Schleswig-Holsteins Ministerpräsident Daniel Günther hilft bei der Ausgabe von Lebensmitteln bei der Husumer Tafel.

Noch kein Konzept zur Armutsbekämpfung: Ministerpräsident Daniel Günther 2021 bei der Tafelausgabe Foto: Daniel Bockwoldt/dpa

BREMEN taz | Die Kritik war harsch: Im Bereich Sozialpolitik sei der Koalitionsvertrag „einfach blank“, sagte der Spitzenkandidat der schleswig-holsteinischen SPD, Thomas Losse-Müller in einem Pressegespräch. „Da ist nix. Das Soziale spielt bei Schwarz-Grün keine Rolle.“

Die Sozialverbände äußerten sich differenzierter, die Kritik bleibt trotzdem: Das, was Schwarz-Grün anzubieten habe, sei zu wenig, und vor allem: Zu unkonkret. „Es werden eine Menge wichtige Themen angeschnitten“, so Michael Saitner, Vorsitzender der Landesarbeitsgemeinschaft (LAG) der Sozialverbände in Schleswig-Holstein. „Aber uns fehlt oft, wie man diese Ziele verwirklichen will.“

Angesprochen fühlen muss sich von dieser Kritik vor allem Aminata Touré, Spitzenkandidatin der Grünen im Landtagswahlkampf, Verhandlerin für die Grünen im Team Soziales und, davon kann man ausgehen, designierte Sozialministerin. Touré widerspricht deutlich: „Sehr zufrieden“ sei sie mit dem Verhandlungsergebnis. Routiniert zählt sie einige soziale Erfolge des Koalitionsvertrags auf: mehr Frauenhausplätze, mehr frühkindliche Bildung, mehr Gleichstellung, gerechtere Gesundheitsversorgung.

Da lohnt ein Faktencheck des Koalitionsvertrags. Auf den ersten Blick ist das Thema tatsächlich dünn besetzt: die Unterpunkte „Soziales“ und „Familie, Kinder, Jugend und Senioren“ füllen nur vier Seiten – von insgesamt 244. In dem kurzen Textstück steht nur wenig Konkretes: Die soziale Balance wolle man herstellen und ausgeglichene Lebensverhältnisse in Stadt und Land schaffen. Nur wer weiterliest, sieht: Sozialpolitik findet sich als Querschnittsthema immer wieder in anderen Kapiteln des Vertrags wieder.
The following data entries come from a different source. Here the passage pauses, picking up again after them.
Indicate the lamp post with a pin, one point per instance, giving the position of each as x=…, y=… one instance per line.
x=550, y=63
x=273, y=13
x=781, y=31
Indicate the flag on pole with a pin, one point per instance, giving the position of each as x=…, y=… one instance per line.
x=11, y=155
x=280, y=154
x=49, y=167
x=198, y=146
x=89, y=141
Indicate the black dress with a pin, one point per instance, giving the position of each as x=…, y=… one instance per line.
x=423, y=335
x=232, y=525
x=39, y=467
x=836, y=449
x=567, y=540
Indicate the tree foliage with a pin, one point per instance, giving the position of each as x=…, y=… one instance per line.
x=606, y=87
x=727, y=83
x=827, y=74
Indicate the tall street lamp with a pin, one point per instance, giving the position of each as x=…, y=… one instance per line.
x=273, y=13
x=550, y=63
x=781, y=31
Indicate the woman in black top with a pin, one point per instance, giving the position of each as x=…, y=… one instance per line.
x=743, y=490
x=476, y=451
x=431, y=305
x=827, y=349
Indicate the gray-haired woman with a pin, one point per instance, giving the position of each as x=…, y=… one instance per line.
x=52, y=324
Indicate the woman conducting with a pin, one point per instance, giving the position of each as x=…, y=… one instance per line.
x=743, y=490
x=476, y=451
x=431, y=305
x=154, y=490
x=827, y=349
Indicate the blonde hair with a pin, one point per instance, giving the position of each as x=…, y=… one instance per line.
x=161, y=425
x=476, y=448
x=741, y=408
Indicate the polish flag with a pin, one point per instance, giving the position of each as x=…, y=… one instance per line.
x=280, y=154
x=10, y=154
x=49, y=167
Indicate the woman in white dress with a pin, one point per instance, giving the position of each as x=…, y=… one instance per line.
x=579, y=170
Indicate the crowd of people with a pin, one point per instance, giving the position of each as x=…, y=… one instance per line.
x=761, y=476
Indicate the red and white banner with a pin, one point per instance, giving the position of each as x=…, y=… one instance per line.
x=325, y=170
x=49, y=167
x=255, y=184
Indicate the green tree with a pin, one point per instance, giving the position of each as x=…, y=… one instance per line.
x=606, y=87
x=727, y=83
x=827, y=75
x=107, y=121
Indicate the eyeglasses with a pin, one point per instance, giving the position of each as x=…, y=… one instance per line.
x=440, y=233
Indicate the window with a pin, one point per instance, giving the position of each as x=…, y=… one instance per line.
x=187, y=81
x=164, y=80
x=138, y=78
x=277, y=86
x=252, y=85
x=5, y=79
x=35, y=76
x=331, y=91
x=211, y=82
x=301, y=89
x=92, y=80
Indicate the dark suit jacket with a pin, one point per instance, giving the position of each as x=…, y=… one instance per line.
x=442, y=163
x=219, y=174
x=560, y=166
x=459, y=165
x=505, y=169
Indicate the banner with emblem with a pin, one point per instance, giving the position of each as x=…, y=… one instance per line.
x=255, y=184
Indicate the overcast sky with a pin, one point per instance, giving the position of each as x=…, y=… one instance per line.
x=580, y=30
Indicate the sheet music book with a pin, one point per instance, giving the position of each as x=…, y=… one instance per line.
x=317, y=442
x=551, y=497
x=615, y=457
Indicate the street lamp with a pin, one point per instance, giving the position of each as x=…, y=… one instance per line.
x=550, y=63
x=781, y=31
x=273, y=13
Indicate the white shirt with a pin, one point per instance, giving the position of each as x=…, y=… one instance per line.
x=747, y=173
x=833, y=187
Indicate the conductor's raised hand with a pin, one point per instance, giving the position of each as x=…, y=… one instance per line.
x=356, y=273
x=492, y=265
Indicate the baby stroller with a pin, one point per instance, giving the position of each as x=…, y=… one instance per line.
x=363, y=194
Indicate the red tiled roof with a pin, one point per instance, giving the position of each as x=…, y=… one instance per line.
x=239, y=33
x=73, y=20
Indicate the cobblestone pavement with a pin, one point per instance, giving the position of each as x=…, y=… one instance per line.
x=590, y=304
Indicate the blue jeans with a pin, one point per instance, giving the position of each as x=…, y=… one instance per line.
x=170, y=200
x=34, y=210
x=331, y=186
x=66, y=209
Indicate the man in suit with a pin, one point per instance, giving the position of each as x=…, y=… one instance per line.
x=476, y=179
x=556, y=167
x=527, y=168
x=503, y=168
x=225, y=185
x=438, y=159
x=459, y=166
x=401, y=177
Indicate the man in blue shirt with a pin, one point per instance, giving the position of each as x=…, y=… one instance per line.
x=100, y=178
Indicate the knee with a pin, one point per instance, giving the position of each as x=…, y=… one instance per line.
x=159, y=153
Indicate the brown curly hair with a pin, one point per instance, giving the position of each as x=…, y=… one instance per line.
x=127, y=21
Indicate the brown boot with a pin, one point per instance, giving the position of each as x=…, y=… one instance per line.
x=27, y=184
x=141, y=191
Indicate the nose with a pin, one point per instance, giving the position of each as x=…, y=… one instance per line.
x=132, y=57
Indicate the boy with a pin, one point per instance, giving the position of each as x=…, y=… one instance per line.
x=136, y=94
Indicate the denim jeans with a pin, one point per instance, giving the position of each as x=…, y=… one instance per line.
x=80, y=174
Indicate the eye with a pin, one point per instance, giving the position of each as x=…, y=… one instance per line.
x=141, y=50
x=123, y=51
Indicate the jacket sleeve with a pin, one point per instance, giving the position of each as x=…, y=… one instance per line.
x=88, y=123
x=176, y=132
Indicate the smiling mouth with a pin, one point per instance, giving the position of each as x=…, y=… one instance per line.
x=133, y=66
Die Vorwürfe sind teils falsch

Die SPD hat für den Koalitionsvertrag die Bezeichnung „Wohlfühlpopulismus“ gewählt. Populistisch ist jedoch auch die Kritik von SPD-Frakionsvorsitzendem Thomas Losse-Müller: Es gebe mehr Seiten zu „Bienen“, als zu „Behinderten“, zitiert er ungenannte Sozialverbände. Das ist schlicht falsch: Tatsächlich kommt das Wort „Behinderung“ 32 mal vor, dazu 23 mal „Inklusion“, das Wort „Bienen“ gibt es viermal.

Konkret sind etwa ein Förderprogramm für barrierefreien Wohnraum geplant, mehr Heil­päd­ago­g*in­nen in den Kitas und eine aktive Arbeitsmarktpolitik für Menschen mit Behinderung; neben Werk­stattarbeit sollen neue Arbeitsmodelle erprobt werden.

Saitner fehlen im Koalitionsvertrag Lösungsvorschläge zum Fachkräftemangel im Sozialbereich. Doch der Vorwurf trifft nicht: Es tauchen mehrere konkrete Maßnahmen auf. Die Zahl der Ausbildungsplätze an den Fachschulen für Sozialpädagogik soll erhöht werden; für Er­zie­he­r*in­nen in der Ausbildung ist eine Ausbildungsvergütung geplant; und ein Personalergänzungsfonds soll Kitas helfen, bei akutem Fachkräftemangel schnell entlastendes Personal etwa für Verwaltungsaufgaben einzustellen.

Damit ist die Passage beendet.